May 13, 1999: The Boston Phoenix publishes "Clinton and his Narco-Pals," the first US press report on cocaine trafficking by the presidential host Hernández.

Giordano faxes a complaint with his notes on Dillon's threat to The New York Times. No response until a year later when it is announced that Dillon and his wife Julia Preston, the other Times correspondent in Mexico, will be leaving their posts and replaced; Preston goes next week and Dillon in September.

September 1999: Courts rule against Hernández and in favor of Por Esto!

Associated Press publishes its story on the case.

February 2000: The Village Voice Press Clips column by Cynthia Cotts tackles the contrasting approaches to this story by Por Esto! and by the New York Times. NY Times must realize by now that the story is not going away.

March 2000: For the first time in 40 years, including a decade in which he was banned from entering the United States, Mario Menéndez sets foot on US soil at the invitation of the Columbia University Law School in New York City, and presents the evidence of official complicity in cocaine trafficking. He calls for the legalization of drugs as the only way to stop the corruption and violence. He meets hundreds of important members of US Civil Society who express their solidarity with the Yucatán journalist.

April 4, 2000: The Acapulco Bankers Convention, with Hernández of Banamex at the podium, offers clear support to Vicente Fox's presidential campaign in Mexico.

Sam Dillon of the New York Times, who accompanied Fox to the bankers convention, then coronates Fox, the candidate of the narco-banker, as the next president of Mexico. The NY Times makes no mention of the speech at the Bankers Convention by presidential candidate Cuauhtémoc Cárdenas that called for bringing corrupt bankers to justice, a speech attacked by Hernández as "in very bad taste." Cárdenas announces that Hernández is a "financial front man" for ex-president Carlos Salinas, in exile and implicated in billions of dollars in drug trafficking and money laundering. The NY Times withholds that information from readers.

PRI candidate Francisco Labastida brings Hernández on a campaign stop in Veracruz, where Hernández ends up embarrassing Labastida and walking off stage in a huff.

The Narco News Bulletin is born on April 18, 2000, and, on its first day, publishes all of these stories.

May 2000: The news that the NY Times has decided to replace Dillon and Preston at the Mexico bureau launches a fierce international polemic.

June 7, 2000: National Freedom of the Press Day in Mexico: Two-time National Press Award-winner Carlos Ramírez dedicates his column in El Universal and 25 other dailies to criticizing Dillon of the NY Times. Dillon writes letter to the editor, trying to obscure the issue as a matter of the date of his exit. Later, NY Times International Editor Andrew Rosenthal tries to silence Ramírez. That effort fails miserably: Ramírez then raises evidence that a Pulitzer prize winning Times story by Dillon was disproven and notes that the Times is so rabid to gag him because there is "a Pulitzer at stake."

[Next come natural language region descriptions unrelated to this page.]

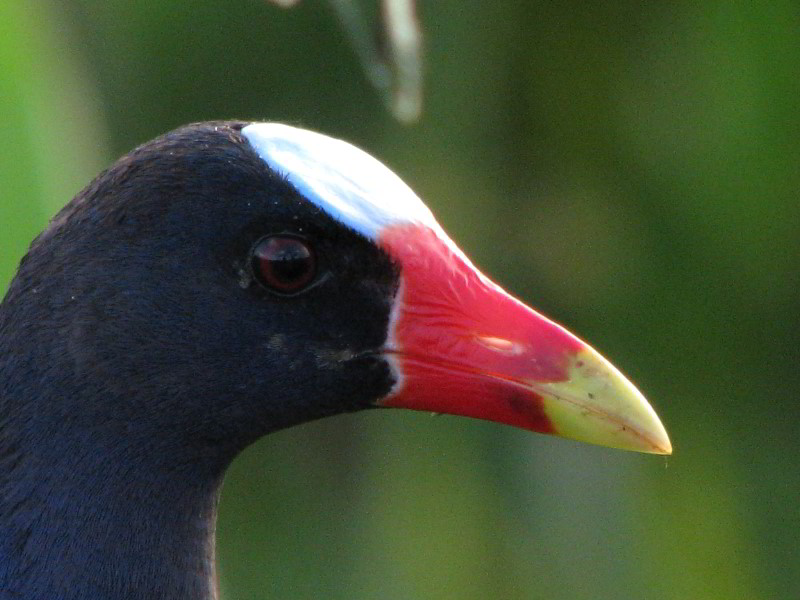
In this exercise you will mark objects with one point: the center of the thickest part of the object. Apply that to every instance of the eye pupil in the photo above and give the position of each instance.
(284, 264)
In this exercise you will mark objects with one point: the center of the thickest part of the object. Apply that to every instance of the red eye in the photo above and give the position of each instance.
(284, 264)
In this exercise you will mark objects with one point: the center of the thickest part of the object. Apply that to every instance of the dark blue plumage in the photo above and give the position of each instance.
(138, 357)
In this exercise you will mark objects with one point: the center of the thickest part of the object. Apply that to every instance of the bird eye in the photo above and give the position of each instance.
(284, 264)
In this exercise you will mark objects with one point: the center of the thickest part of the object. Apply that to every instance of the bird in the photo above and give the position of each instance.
(221, 282)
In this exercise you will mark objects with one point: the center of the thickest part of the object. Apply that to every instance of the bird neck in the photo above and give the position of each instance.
(90, 509)
(91, 526)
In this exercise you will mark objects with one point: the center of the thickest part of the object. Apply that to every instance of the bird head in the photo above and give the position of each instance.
(230, 279)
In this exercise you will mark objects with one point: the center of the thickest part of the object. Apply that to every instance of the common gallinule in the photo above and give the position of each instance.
(221, 282)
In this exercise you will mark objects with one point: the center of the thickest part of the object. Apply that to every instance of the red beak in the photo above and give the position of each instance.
(461, 345)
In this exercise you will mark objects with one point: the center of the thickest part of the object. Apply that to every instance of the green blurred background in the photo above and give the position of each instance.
(631, 169)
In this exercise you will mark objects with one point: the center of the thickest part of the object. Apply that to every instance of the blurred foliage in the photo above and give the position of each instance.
(629, 168)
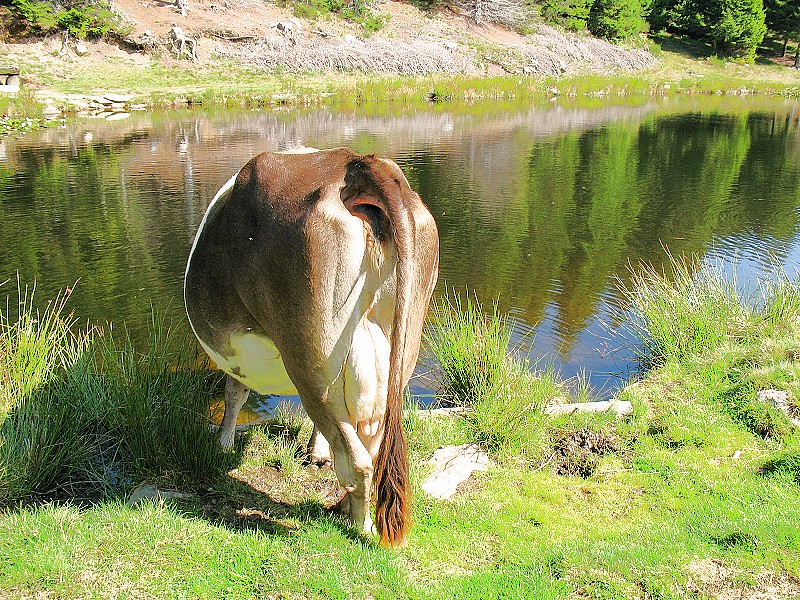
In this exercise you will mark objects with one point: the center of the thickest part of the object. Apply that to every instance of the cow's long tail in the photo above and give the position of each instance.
(391, 477)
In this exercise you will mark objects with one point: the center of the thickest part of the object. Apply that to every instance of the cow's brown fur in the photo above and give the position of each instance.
(264, 263)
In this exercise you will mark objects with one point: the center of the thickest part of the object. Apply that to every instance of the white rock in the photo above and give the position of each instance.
(51, 112)
(621, 407)
(451, 466)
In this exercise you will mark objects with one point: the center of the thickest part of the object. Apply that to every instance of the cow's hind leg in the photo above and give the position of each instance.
(355, 476)
(351, 462)
(235, 396)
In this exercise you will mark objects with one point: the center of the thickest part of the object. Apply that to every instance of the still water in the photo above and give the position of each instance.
(542, 209)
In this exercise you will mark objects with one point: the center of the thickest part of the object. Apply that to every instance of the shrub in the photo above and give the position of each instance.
(81, 18)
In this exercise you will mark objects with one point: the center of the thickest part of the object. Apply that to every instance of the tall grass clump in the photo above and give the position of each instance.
(689, 311)
(469, 351)
(697, 307)
(35, 345)
(43, 442)
(160, 399)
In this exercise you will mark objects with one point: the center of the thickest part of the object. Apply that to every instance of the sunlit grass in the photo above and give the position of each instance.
(84, 413)
(694, 500)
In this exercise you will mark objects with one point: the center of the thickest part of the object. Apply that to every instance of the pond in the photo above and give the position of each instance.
(540, 208)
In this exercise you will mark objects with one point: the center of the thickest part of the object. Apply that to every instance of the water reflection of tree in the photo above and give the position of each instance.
(586, 204)
(538, 209)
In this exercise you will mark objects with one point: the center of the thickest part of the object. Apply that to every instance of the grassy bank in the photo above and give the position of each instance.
(696, 495)
(159, 82)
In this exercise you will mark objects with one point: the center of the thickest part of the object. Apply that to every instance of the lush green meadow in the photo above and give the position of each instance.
(696, 495)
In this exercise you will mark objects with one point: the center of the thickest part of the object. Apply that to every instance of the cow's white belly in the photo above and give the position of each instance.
(257, 363)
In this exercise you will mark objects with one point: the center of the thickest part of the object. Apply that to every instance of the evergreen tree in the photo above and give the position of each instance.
(616, 19)
(740, 28)
(783, 18)
(569, 14)
(734, 28)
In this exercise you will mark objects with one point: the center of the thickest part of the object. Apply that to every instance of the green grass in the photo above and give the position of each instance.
(85, 414)
(687, 498)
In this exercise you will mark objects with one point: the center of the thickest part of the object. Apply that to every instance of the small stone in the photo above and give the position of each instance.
(118, 98)
(451, 466)
(151, 492)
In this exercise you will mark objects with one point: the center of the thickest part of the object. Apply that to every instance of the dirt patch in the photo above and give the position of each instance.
(710, 578)
(271, 38)
(577, 452)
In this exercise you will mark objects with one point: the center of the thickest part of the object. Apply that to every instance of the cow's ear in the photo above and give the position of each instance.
(357, 180)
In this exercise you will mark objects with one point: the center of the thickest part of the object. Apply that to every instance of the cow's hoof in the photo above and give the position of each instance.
(320, 463)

June 2000: The paper trail of millions of dollars of money-laundering, in the style of the narco-traffickers, by the Vicente Fox campaign comes to light. The disgraced NY Times correspondents Dillon and Preston, filing some of their final stories, are the only US journalists to defend Fox and claim that the charges were not documented. Other US journalists were more cautious given that the charges were documented by bank checks. (Dillon and Preston say they will work on a book about "Mexican democracy" once leaving the Times bureau: Are they distorting the news to stay close to Fox?)

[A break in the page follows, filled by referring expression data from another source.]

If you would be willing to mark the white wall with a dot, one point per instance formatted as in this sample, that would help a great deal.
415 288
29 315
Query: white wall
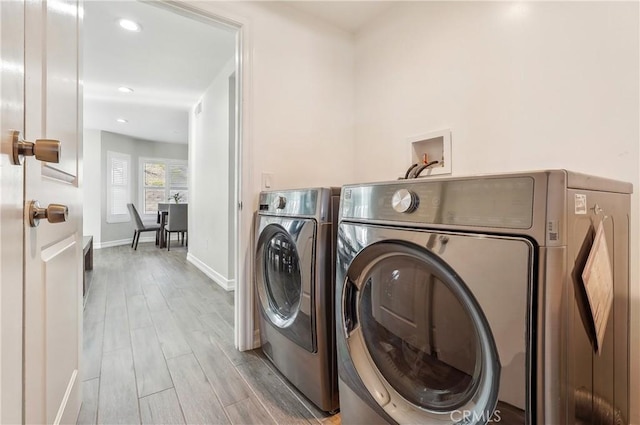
91 190
209 181
300 122
521 85
297 111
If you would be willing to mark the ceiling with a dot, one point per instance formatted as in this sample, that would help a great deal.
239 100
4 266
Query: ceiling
350 16
169 63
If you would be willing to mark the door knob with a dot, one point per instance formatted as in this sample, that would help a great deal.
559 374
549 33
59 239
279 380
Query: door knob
54 213
47 150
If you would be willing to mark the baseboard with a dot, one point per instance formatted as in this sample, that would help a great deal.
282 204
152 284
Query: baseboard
109 244
224 283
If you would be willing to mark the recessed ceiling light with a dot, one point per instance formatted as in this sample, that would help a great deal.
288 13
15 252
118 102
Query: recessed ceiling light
130 25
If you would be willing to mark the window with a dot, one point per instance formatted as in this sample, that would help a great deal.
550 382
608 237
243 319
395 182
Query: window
161 180
118 187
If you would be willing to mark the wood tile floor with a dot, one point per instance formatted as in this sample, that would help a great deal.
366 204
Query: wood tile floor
158 349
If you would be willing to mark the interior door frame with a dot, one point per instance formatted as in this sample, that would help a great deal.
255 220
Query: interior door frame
245 337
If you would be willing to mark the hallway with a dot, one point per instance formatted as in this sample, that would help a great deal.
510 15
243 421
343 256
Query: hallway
158 348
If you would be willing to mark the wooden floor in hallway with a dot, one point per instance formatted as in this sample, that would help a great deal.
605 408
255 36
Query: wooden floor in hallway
158 349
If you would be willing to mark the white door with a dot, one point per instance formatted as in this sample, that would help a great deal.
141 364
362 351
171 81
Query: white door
51 253
11 183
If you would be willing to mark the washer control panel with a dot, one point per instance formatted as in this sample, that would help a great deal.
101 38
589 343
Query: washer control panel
502 202
404 201
279 202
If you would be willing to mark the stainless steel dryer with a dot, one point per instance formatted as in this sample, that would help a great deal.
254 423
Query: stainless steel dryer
295 269
458 301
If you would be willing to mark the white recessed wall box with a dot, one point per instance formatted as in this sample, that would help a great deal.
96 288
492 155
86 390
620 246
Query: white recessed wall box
429 147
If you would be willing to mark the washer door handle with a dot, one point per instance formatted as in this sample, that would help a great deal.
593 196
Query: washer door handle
349 307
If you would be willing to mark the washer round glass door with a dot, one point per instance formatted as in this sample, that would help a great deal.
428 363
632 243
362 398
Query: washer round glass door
417 336
284 267
281 292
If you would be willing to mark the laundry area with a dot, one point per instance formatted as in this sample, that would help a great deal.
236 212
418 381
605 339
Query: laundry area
485 256
399 212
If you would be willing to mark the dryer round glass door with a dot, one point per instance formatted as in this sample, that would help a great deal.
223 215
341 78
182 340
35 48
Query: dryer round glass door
417 336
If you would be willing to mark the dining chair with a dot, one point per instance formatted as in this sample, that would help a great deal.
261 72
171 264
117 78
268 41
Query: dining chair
177 223
140 227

July 2, 2000: Vicente Fox wins Mexican Presidential Election.

July 7, 2000: Vicente Fox meets in Mexico City with US Ambassador Jeffrey Davidow.

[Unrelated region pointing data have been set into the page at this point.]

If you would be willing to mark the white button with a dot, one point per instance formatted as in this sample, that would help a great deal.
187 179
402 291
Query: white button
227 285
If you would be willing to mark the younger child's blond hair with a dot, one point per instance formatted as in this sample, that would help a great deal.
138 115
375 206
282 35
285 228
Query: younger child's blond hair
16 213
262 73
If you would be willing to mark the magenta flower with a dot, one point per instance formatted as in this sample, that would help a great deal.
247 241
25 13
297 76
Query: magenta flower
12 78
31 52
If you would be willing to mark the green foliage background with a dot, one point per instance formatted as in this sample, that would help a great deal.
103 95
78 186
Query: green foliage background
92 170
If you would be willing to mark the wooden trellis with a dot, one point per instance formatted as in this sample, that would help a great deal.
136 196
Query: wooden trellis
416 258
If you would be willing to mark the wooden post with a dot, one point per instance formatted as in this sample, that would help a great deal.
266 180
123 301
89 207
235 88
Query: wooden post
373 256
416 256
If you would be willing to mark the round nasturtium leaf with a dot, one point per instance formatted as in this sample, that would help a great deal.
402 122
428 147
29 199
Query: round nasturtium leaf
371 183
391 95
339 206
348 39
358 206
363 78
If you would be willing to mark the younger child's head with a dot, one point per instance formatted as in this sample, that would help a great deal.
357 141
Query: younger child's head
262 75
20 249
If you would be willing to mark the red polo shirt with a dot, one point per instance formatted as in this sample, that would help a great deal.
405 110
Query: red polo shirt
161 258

Fox then meets with former US Ambassador James Jones, former employee of a company backed by presumed drug trafficker Carlos Hank González and recently hired by the Washington law firm of Mannatt and Phelps, owned by the US Narco-Ambassador to the Dominican Republic and former US Democratic Party chairman Charles Mannatt.

After meeting with the two US operators, Fox hops on a plane, then a helicopter, and according to El Universal, heads for Punta Pajaros on the Cocaine Peninsula as guest of the Narco Banker Roberto Hernández Ramírez.